なにかと堅苦しくなりがちですが、ゲームは創っている側が楽しくなければ面白いものはできません。今後、グループでやっている以上、まずいざこざが発生することでしょう。そのとき、最初期のこと、たとえばチーム名を考えていたときや、企画を打ち出したときのノリなどを思い出してください。純粋に楽しんでいたでしょう?
PLAYISMで優秀作品がリリースされるという最終目標はありますが、今はそれを至上の命題とせず、今は楽しんでください。言い方が悪いかもしれませんが、「PLAYISMで出したあとに数ヶ月かけてブラッシュアップします」でも構わないのです。そんなことより、ゲームを楽しんで製作してください。
中野氏:
企画書において、模式図でもいいのでゲーム画面を創るのは必要です。その点、プロトタイプができているチームがいくつかあったのは素晴らしいです。みなさん自信をもって続けてください。
鮫島氏:
私はHAL大阪にいるので顔を合わせることも多いでしょうから、詳述は避けましょう。ほかにも言及したい企画はありました。「面白そう」から「ふざけるな」までね。

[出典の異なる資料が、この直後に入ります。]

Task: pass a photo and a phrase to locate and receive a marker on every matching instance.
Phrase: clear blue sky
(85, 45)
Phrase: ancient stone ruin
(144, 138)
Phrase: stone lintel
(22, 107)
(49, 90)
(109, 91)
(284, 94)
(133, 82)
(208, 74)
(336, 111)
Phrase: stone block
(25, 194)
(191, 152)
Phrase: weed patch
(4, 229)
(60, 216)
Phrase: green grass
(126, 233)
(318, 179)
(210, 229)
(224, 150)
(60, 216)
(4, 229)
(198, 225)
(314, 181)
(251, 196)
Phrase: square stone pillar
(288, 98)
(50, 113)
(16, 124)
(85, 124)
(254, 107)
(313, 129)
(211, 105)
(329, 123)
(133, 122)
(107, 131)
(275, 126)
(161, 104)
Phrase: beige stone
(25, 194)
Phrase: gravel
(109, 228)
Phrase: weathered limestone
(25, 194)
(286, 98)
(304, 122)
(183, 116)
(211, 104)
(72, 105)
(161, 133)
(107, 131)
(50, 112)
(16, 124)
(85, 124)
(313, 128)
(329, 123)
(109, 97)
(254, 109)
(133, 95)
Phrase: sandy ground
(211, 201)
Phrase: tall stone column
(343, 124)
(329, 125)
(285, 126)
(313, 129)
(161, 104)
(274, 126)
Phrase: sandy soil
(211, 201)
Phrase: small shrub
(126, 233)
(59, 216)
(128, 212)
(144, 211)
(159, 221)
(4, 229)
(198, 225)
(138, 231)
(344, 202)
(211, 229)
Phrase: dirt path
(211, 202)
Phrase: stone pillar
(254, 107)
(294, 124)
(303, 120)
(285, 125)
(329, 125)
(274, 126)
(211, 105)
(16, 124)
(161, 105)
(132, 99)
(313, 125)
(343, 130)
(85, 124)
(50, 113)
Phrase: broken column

もうほかの方に言われてしまいましたが、プリミティブなゲームの面白さを追求してください。追加的なパーツに面白さを求めてはいけません。成長も、アイテムも、パラメータも、もろもろを削りとって面白くすることも忘れないでください。今の世の中、様々なフィーチャーが織り込まれたタイトルが多いから詰め込みたくなる気持ちはわからないでもないですが、そこは我慢して判断してください。
水谷氏:
今、じつは『ICO』をやっているんですが、あれは「手をつなぐ」ところに面白さがありました。シンプルなものでいいのです。現段階での仕様をがらりと変えてしまっても構いません。鋭く、尖ったものを求めてください。面白くないものを創り続けるのではなく、きちんと軌道修正はしてください。
いかがでしたでしょうか。このプロジェクトの中から未来を担うタイトルと人材が出るかもしれないのです。ゲーム創り以外の能力と肩書きではなく、純粋に作品で評価する潮流が日本で醸成されるのは望ましいことでしょう。

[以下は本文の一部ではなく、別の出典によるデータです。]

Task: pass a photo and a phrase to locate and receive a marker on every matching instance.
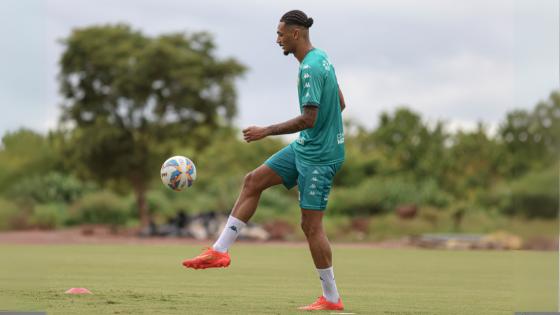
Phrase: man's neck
(302, 52)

さて、せっかくですので並んだ作品について記者Gokubuto.Sの感想を申し述べさせていただきたいと思います。基本的にポジティブかつ冷静に。
『チャックサモナー』、「スティッキー・フィンガーズ!」。なるほど、音が大事という指摘は何にも代えがたいアドバイスでしょう。RTSの敷居を下げるというコンセプトも、そもそもRTSが現状ではとっつきづらいタイトルだらけになっているという認識を持っている証拠であり、悪くありません。

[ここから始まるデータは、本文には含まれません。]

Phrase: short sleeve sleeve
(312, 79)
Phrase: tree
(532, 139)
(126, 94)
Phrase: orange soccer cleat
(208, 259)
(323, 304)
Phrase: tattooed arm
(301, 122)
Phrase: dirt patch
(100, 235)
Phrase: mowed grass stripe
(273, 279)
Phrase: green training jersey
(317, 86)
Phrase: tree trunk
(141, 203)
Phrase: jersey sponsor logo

『貧弱勇者』は、まっさきに『キャサリン』を思い浮かべました。非常に好きだったタイトルですので、なかなか引き込まれるものがありました。「基本的なパターンを学習してしまえばそれまで」という指摘もありましたが、じつはこの性質は『キャサリン』に類似しています。その点、『キャサリン』は高難度のマップを用意するなど、レベルデザインで対抗していました。結果、難しくなりすぎてイージーパッチが発売後すぐさま配布されたことは語り草です。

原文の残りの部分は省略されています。